DUBAI (Reuters) - Energy giant BP <BP.L> is interested in working on a range of oil and gas projects in Iraq, but is waiting for the country's parliament to pass an oil law and for security to improve before increasing its role, a senior BP executive said on Monday.
International companies have been jostling for position as they look for a potentially lucrative stake in Iraq's oil future.
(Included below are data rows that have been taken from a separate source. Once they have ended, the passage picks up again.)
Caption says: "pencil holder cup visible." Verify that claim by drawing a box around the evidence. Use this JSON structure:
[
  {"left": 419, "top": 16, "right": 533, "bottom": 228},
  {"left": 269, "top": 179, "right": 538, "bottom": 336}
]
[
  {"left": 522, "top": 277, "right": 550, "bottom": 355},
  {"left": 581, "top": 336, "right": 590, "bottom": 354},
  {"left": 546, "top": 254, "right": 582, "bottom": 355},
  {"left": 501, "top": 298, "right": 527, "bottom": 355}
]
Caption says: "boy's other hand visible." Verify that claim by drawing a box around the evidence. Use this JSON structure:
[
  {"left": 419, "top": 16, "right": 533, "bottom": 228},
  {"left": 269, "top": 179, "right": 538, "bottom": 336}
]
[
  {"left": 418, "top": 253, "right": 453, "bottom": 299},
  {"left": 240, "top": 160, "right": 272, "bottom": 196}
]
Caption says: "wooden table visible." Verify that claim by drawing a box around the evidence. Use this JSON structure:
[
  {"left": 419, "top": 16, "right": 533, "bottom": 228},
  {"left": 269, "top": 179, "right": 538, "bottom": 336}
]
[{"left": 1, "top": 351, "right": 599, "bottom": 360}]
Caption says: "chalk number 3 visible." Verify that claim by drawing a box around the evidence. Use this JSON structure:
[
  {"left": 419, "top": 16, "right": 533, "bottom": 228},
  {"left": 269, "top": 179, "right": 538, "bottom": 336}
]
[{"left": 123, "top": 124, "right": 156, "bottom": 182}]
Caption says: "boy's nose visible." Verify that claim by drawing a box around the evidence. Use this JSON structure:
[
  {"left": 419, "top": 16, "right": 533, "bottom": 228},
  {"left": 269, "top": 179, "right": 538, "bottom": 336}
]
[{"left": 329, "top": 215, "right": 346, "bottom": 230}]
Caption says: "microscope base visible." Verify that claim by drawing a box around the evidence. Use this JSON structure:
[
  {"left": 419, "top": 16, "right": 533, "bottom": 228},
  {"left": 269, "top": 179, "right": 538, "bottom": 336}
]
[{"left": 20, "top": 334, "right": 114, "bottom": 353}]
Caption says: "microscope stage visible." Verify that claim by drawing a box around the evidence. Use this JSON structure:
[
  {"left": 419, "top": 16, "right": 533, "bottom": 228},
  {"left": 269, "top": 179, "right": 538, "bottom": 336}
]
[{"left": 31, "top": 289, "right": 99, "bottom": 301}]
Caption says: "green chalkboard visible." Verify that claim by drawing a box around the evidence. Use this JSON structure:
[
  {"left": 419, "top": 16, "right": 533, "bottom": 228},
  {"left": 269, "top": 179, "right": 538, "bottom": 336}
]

The country holds the world's third largest oil reserves and needs billions of dollars of investment to boost output and overhaul ageing infrastructure.
"Eventually where we get involved will be up to Iraq," Steve Peacock, president of BP's Middle East and South Asia Exploration and Production unit, told reporters at an energy conference in Dubai.
"But I think we can help in all areas: enhanced oil recovery from existing fields, in discovered and not developed fields, or in exploration."
A draft oil law that Iraq's cabinet endorsed in February is awaiting parliament's ratification.
Peacock said it would take some time after the law is passed for contracts to be negotiated and for BP to send people to work in Iraq because of the security situation in the country.
"Physical security on the ground... may be the thing that takes the longest," he said.
BP would also wait for assurance that any contracts would survive changes in government, he said.
BP has been providing assistance to Iraq's oil company in the south around the Rumaila field, he said. The North and South Rumaila fields are already partially developed and have combined potential output capacity of 500,000 barrels per day.
BP would not look at involvement in Iraq's Kurdish region in the north until the oil law had been passed, even though security in the region is better than elsewhere in the country, he said.
The United Arab Emirates' Dana Gas said on Sunday it had signed agreements with the Kurdish regional government to study development of its gas reserves.